Deputy Prosecutor Stuart Cearley closed first, saying that the American legal system has its roots in the Magna Carta, where “no person, not even the king, is above the law.”

“Jay set himself up as king of Lonoke,” said Cearley, calling it the police chief’s fiefdom. “There were a lot of common crimes facilitated by the use of a badge,” Cearley added.

Then, witness-by-witness, crime-by-crime, Cearley reminded jurors with projected photographs and bullet points of the circumstances and testimony spread across nearly two months.

He said Campbell pulled people off the street, making deals, threatening arrest or prison if they didn’t cooperate. Dexter Washington, just out of prison, said he was intimidated into selling crack cocaine for the chief and paying him $2,000.
He’s violated the trust that goes with the office, Cearley said.
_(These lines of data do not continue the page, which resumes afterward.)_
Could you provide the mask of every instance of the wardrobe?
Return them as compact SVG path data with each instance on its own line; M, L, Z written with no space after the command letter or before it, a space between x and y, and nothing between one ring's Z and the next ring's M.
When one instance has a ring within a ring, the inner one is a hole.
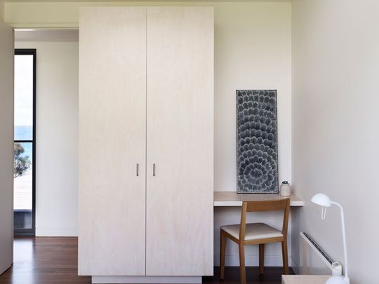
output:
M213 8L79 18L79 274L213 275Z

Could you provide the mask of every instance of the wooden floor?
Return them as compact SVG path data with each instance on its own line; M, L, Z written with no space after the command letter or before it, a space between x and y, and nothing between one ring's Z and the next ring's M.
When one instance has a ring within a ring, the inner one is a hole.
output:
M13 266L0 276L1 284L91 283L91 277L78 276L77 238L22 238L14 243ZM282 269L267 267L260 278L258 267L248 267L248 284L281 283ZM238 267L226 267L225 278L204 277L205 284L239 284Z

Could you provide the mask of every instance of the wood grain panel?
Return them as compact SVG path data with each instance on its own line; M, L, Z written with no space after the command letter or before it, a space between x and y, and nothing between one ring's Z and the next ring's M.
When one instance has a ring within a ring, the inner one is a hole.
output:
M145 275L146 8L79 26L79 273Z
M147 8L147 275L212 275L213 8Z

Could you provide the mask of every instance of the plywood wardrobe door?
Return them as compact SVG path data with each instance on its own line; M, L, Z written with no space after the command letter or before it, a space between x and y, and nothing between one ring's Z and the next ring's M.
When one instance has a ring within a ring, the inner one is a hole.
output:
M146 8L83 8L79 37L79 273L145 275Z
M146 273L213 275L213 8L148 7L147 39Z

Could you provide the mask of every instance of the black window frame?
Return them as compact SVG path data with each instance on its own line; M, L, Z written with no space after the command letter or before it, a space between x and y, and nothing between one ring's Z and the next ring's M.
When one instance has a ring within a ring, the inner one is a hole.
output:
M33 139L32 140L15 140L14 143L32 143L32 228L14 229L15 236L36 235L36 49L35 48L15 48L15 55L33 55ZM13 211L14 214L14 211Z

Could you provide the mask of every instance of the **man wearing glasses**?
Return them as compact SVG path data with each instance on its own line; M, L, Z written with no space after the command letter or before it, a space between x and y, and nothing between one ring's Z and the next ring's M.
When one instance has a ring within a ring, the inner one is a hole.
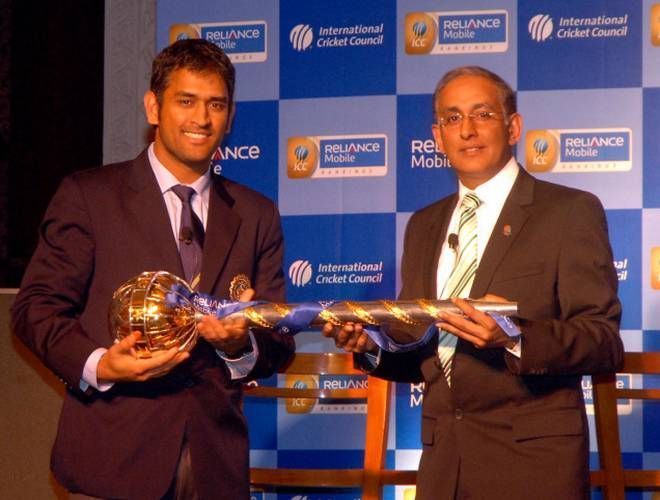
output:
M464 314L404 354L380 352L361 325L324 334L372 375L426 383L418 500L588 498L581 378L623 354L603 208L516 163L522 117L494 73L448 72L434 111L458 191L410 219L399 298L452 298ZM518 302L517 324L467 297Z

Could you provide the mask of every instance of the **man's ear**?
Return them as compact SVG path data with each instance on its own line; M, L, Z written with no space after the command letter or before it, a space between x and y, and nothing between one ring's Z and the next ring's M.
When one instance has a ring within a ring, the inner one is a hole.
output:
M509 145L513 146L520 140L522 134L522 116L514 113L509 122Z
M160 106L156 94L151 90L147 90L144 93L144 114L147 116L149 125L158 125L159 110Z
M231 109L229 110L229 118L227 118L227 127L225 128L225 134L231 132L231 126L234 123L234 115L236 115L236 103L231 103Z

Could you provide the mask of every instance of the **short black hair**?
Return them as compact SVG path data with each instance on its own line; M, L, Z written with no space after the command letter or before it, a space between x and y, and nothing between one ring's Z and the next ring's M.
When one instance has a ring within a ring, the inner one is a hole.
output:
M433 93L434 116L437 112L436 104L438 102L438 98L440 97L440 93L449 84L449 82L456 80L456 78L461 76L481 76L487 80L490 80L497 87L497 91L500 95L500 100L502 102L502 106L504 106L504 111L506 114L510 116L513 113L518 112L516 93L513 91L511 86L502 79L501 76L493 73L490 70L487 70L486 68L482 68L481 66L459 66L458 68L454 68L445 73L436 85L435 92Z
M217 45L200 38L178 40L164 48L151 65L150 89L161 102L170 75L177 69L216 73L227 85L229 106L234 102L236 70L227 54Z

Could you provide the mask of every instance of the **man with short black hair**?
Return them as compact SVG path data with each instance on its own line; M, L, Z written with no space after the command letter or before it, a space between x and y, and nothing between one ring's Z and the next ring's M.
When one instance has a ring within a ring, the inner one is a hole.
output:
M289 337L206 316L188 352L135 356L113 343L115 289L143 271L227 298L284 300L272 201L210 171L234 113L234 67L182 40L154 60L145 94L155 140L136 159L66 178L44 217L12 309L16 335L67 386L51 466L72 498L247 499L242 383L291 355Z
M513 156L515 94L467 66L434 94L433 136L458 192L410 219L401 299L451 298L438 335L377 350L361 325L324 334L372 375L425 382L418 500L589 498L582 375L623 358L605 213L592 194L534 179ZM518 303L518 325L464 299Z

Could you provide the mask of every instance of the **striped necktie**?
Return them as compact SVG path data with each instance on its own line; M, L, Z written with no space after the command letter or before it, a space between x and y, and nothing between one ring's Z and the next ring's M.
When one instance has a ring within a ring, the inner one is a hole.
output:
M458 222L458 255L454 269L445 283L441 298L465 298L470 293L474 275L477 272L477 208L479 205L481 205L481 200L475 193L467 193L463 197ZM456 341L455 335L440 331L438 356L449 385L451 385L451 366Z
M181 200L181 223L179 225L179 256L186 281L193 289L199 285L202 271L202 249L204 248L204 226L193 212L190 201L195 190L177 184L172 192Z

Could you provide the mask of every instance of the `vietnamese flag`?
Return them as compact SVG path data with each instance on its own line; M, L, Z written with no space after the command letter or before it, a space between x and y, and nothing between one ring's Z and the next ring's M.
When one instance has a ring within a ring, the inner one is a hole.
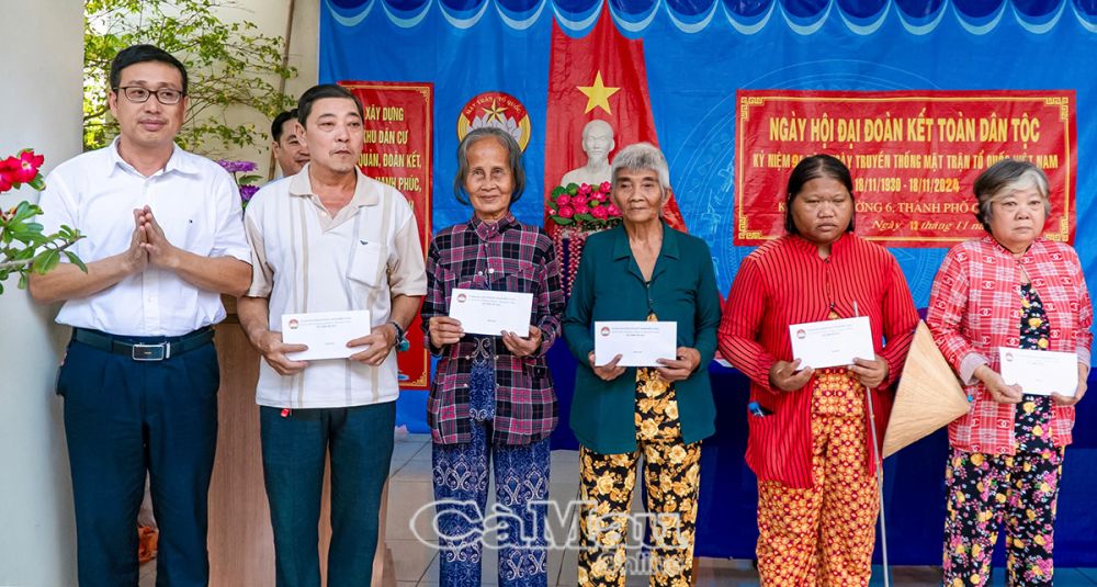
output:
M613 127L613 155L633 143L658 146L652 101L647 93L643 39L621 35L602 5L595 29L584 38L572 38L553 19L552 63L548 66L548 109L545 122L545 201L567 171L586 165L583 127L600 118ZM671 227L686 230L674 193L663 206ZM550 230L552 222L545 217Z

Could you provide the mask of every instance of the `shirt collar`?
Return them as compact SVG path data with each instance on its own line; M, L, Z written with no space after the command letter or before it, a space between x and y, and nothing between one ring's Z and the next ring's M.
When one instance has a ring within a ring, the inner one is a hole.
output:
M121 169L122 171L125 171L127 173L136 173L138 176L143 176L140 171L137 171L137 169L134 168L134 166L129 165L125 159L122 158L122 155L118 153L118 142L121 139L122 139L121 136L114 137L114 140L112 140L111 145L106 148L108 157L110 158L111 161L111 174ZM163 165L163 169L152 174L156 176L161 172L196 174L200 173L201 170L196 165L194 165L194 161L192 161L189 157L186 157L185 151L179 148L179 145L174 145L172 146L171 149L171 157L169 157L168 162Z
M301 168L301 171L296 176L291 176L289 178L290 182L290 195L296 195L301 197L308 197L316 195L313 191L313 181L308 177L308 169L312 163L305 163L305 167ZM357 176L357 182L354 183L354 195L351 196L350 202L347 203L348 206L373 206L381 202L381 195L377 193L377 185L370 180L365 173L358 167L354 168L354 174Z
M678 259L678 239L680 235L667 226L665 221L659 221L663 226L663 246L659 248L659 257ZM629 246L629 233L624 229L624 223L610 229L613 234L613 259L627 259L632 257L632 247Z
M472 219L468 221L468 228L476 233L476 236L480 237L480 240L488 240L496 235L501 235L502 233L514 228L516 226L518 226L518 218L516 218L510 211L508 211L507 215L496 223L484 222L475 214L473 214Z

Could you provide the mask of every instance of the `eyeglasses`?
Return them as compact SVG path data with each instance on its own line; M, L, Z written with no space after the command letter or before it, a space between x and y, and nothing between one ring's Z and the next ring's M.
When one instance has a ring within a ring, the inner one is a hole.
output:
M149 90L148 88L143 88L140 86L123 86L121 88L117 88L117 90L122 90L122 93L125 94L126 100L129 100L131 102L137 104L144 104L145 102L148 102L148 97L156 94L157 102L160 102L166 106L170 106L172 104L178 104L179 101L182 100L184 95L186 95L186 92L182 90L176 90L173 88L160 88L159 90L152 91Z

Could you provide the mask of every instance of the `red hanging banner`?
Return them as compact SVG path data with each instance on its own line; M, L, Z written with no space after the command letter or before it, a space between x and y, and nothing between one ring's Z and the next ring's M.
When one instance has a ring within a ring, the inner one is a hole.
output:
M736 245L784 234L789 173L818 153L849 167L857 233L869 240L948 247L982 236L972 185L1008 157L1048 174L1044 236L1074 240L1073 91L740 90L736 102Z

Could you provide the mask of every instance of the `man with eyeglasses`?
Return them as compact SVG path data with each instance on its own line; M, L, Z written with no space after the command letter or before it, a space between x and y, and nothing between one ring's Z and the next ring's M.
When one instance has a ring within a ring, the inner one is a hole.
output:
M88 271L33 275L73 328L57 377L76 505L80 585L136 586L145 475L160 529L157 583L205 586L206 501L217 440L220 294L251 282L231 177L174 144L186 70L150 45L111 64L110 146L46 178L41 222L77 226Z

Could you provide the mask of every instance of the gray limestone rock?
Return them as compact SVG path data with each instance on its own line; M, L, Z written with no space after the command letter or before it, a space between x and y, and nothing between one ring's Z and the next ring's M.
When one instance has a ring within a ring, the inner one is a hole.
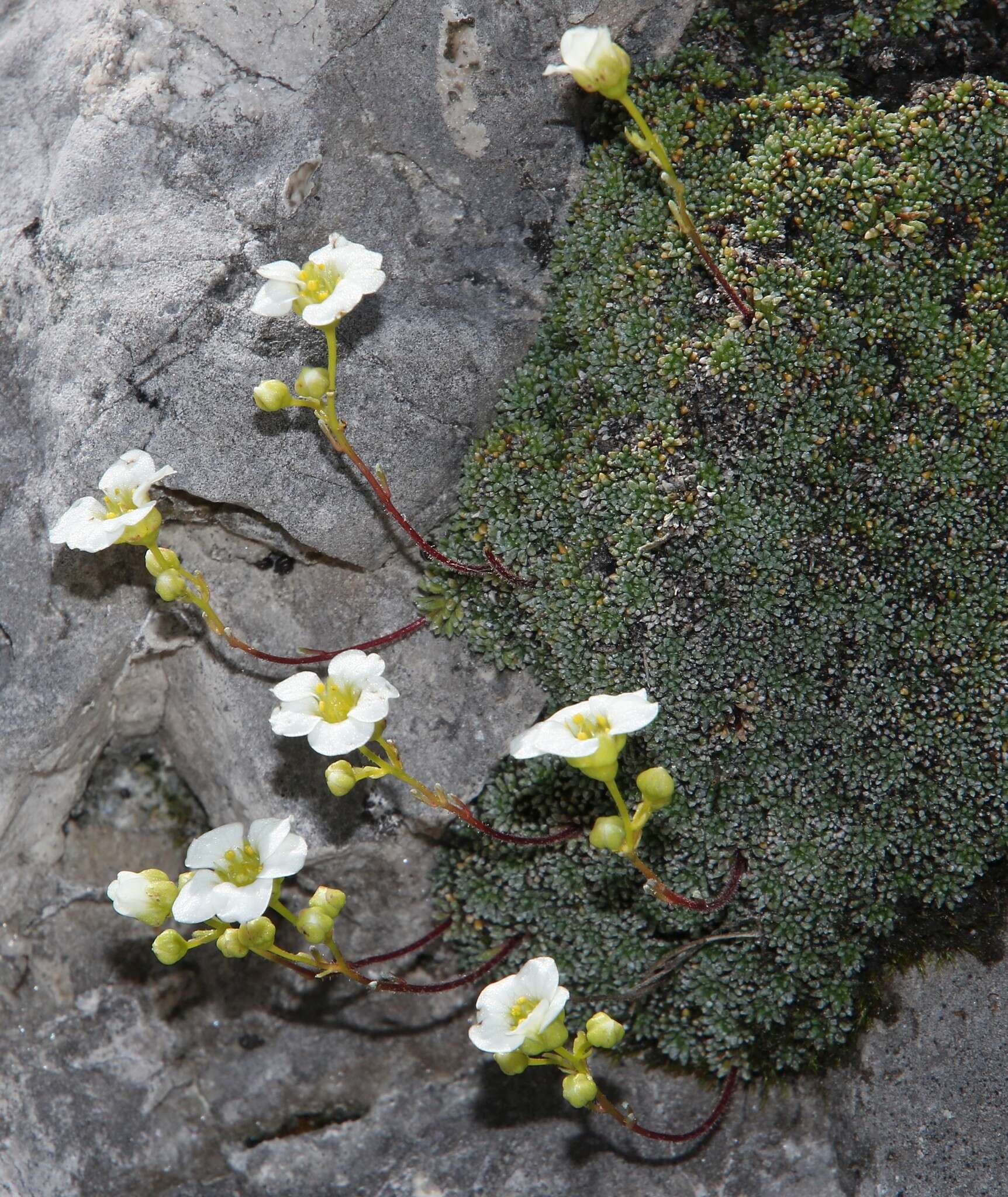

He said the Campbells stole from friends, neighbors and church friends who preferred letting the matter go to confronting them or else feeling it futile to file a police report in Lonoke. That was until Charlotte Hill threatened to go to the State Police, setting off a flurry of activity to recover from a pawn shop about $10,000 worth of jewelry they allegedly stole from her.
In his closing argument, Benca told the jury his interpretation of the continuing criminal enterprise law, and why the crimes of the Campbells and Cox didn’t fit that definition.

Criminal enterprise statutes are for gangs and organized crime, he said. He said a criminal enterprise requires at least two felonies and that each of those must have three members.

Cole ruled even before jury selection that the offenses could be spread among the three members or participants.
Benca reminded jurors that to find the Campbells guilty, they must find them guilty beyond a reasonable doubt and that coincidence, bad policy, things Jay Campbell should have known, things that were highly suspicious, a preponderance or clear and convincing did not meet that standard. “We are talking about someone’s life,” he said.

He suggested that Lonoke Police Det. David Huggs, who testified for the prosecution and was evidence custodian, would himself be a good candidate for having taken drugs found missing from the evidence locker.

He said that drug dealer Ryan Childress, from whom Campbell is alleged to have stolen $15,000, didn’t mention the money through interviews with several investigators and that no officer was on record as ever having seen that money. Charge by charge, Benca told jurors by Campbell was not guilty, and why. Of the jewelry stolen from the Hills, Benca suggested that Campbell discovered that his brother—now dead—had stolen it and that he wanted to get it back so he wouldn’t have to arrest his brother.

Shane Scott, who testified against both Campbells “goes to bed thinking how he can manipulate and use people,” Benca said. He suggested that Scott had a relationship with Kelly Campbell mostly to get leverage on her husband.

Kelly Campbell’s lawyer Mark Hampton reminded the jurors that all charges that she had sex with inmates had been dropped.
“You have to determine whether Mrs. McCastlain has given you all the lumber, pieces, bolts to put together a mega crime case,” he said, comparing it to a backyard playground he tried to build for his children. He called inmate Scott, the chief witness against his client, a con man and a liar and urged jurors not to believe his testimony that she provided contraband in the form of alcohol, marijuana and a cell phone to him.